An interesting detuning bass slurp kicks things off before turning quickly into a less interesting chorus: "I've got a love that keeps me waiting." Everything's predictable in that futurist-tasteful Danger Mouse way. A big shiny synth organ riff and stiffly quantized drum pats make this another pretty-good nothing song for the blockiest blues band of all time.
"Dead and Gone"
More stabbing organ, metronomic pounding and a "la, la" hook augmented by a tinkling instrument. They're clearly trying to arrange themselves away from their minimalism, but don't seem to know how. Somehow "I will love you when you're gone" manages to be the exact same chorus as the last song's. No matter what textures the duo seems to tack on -- fuzz bass, glockenspiel -- they can't escape their own butt-basic songwriting.
"Gold on the Ceiling"
Finally a quirky beat. Buzzing analog synths augment this blues shuffle, but, uh, this is no "Sharp Dressed Man." The solo's respectable, and I kind of love the tinniness of the marching background against Dan Auerbach's C-list Gregg Allman howling. I long for a misplaced note or a blown speaker.
"Little Black Submarines"
"Voices calling me/ They get lost in and out of time" leads into "A broken heart is blind." So normal I actually perked up when I heard "Oh can it be" as "oh, can of beans." This might be a good time to bring up what an underrated lyricist Jack White is, since they ape him at the two-minute mark anyway. Patrick Carney tries his darnedest to drum the hell out of the "loud" section of this two-part tune, and Auerbach shreds in his politely doled-out way. But their excitement is still the most canned in "rock."
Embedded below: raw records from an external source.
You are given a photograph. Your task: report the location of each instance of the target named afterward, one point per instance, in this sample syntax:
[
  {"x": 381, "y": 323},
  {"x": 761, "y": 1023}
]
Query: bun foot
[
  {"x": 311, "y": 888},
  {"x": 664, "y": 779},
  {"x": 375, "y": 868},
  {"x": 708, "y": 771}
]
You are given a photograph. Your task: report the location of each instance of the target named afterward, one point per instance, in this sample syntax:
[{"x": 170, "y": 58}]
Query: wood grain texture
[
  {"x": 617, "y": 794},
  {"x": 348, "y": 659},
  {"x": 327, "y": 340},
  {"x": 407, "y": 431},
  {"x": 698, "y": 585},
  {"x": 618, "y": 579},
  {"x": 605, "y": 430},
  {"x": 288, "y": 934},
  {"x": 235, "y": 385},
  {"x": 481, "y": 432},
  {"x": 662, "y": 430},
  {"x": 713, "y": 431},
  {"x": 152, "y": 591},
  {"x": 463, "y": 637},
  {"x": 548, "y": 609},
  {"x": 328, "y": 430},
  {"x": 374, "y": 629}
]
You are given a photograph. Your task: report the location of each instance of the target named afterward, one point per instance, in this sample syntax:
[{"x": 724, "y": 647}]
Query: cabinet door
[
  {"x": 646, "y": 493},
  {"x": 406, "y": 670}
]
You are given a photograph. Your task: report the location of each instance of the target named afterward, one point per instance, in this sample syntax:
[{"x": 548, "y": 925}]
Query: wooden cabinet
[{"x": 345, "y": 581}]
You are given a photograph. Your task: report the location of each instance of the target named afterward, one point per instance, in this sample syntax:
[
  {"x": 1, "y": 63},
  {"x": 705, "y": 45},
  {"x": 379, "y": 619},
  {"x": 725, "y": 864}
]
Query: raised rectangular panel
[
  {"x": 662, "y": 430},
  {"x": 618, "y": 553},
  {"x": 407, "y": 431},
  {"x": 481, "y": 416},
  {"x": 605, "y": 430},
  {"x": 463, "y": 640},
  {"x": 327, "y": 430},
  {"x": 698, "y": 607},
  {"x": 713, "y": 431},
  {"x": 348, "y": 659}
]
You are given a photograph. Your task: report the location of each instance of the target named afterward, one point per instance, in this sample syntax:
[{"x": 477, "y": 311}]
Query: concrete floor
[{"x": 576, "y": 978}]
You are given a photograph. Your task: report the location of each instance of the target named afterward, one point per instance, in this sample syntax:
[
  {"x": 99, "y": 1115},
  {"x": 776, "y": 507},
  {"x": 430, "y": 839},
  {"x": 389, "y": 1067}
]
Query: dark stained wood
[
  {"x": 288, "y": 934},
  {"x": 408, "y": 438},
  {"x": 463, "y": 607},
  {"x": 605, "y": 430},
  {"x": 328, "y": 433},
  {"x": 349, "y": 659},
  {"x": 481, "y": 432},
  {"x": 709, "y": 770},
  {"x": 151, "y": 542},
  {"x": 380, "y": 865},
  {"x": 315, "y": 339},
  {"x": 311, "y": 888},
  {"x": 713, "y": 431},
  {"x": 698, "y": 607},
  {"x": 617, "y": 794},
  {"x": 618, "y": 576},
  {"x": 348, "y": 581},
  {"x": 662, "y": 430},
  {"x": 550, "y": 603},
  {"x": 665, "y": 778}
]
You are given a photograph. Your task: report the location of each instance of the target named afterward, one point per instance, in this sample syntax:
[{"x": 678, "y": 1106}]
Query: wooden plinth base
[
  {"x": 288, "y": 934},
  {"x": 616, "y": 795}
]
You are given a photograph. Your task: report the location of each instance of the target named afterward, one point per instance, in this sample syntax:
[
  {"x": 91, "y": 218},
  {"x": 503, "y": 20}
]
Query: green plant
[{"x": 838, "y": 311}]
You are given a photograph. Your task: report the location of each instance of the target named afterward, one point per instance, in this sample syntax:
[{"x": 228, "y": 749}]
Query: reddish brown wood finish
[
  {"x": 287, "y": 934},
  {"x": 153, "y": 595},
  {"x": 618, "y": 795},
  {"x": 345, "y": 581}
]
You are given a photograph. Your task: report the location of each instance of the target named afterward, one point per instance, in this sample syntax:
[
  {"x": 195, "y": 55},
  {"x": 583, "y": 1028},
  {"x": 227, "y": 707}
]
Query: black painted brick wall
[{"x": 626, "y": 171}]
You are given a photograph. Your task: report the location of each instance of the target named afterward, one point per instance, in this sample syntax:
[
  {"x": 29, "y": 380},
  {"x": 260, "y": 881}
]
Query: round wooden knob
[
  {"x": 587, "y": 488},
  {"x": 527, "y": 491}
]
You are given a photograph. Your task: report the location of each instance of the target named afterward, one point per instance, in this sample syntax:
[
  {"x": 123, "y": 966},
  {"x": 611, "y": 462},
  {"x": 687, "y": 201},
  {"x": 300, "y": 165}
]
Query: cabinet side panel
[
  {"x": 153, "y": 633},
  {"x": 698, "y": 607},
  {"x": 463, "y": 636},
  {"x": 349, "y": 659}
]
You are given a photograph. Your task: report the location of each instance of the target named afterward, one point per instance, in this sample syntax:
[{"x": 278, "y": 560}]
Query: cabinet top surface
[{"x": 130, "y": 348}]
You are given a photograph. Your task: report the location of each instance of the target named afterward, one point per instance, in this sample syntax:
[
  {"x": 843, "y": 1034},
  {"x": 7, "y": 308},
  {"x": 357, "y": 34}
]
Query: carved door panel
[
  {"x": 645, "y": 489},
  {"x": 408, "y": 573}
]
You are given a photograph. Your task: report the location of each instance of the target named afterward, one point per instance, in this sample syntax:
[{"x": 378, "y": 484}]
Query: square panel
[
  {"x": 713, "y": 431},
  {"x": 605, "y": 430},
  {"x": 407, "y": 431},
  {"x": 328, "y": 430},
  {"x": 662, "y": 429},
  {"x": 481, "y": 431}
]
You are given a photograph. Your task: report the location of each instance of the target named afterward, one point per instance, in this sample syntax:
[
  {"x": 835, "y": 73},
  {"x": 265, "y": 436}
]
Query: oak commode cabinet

Seriously, this is an iPod commercial. "Money Maker" -- fuck your title. Oh wait, a talkbox solo ought to smooth things over. Jet called, they want their total absence of ideas back.
"Run Right Back"
Fellow critic: "Which one is the Black Lips and which one is the Black Keys again?"
Me: "The Black Keys have a Grammy."
This is probably the best song I've heard so far. Its subterranean crunch is fitted with an actual birdlike slide(?) figure, and it's cool when everything but the fuzz bass drops out for verse two. Don't "run right back to her" though, idiot, you're just gonna leave again anyway. Don't you know what happens in the blues? I'm as envious of their distortion pedals as I'm thankless of their songwriting.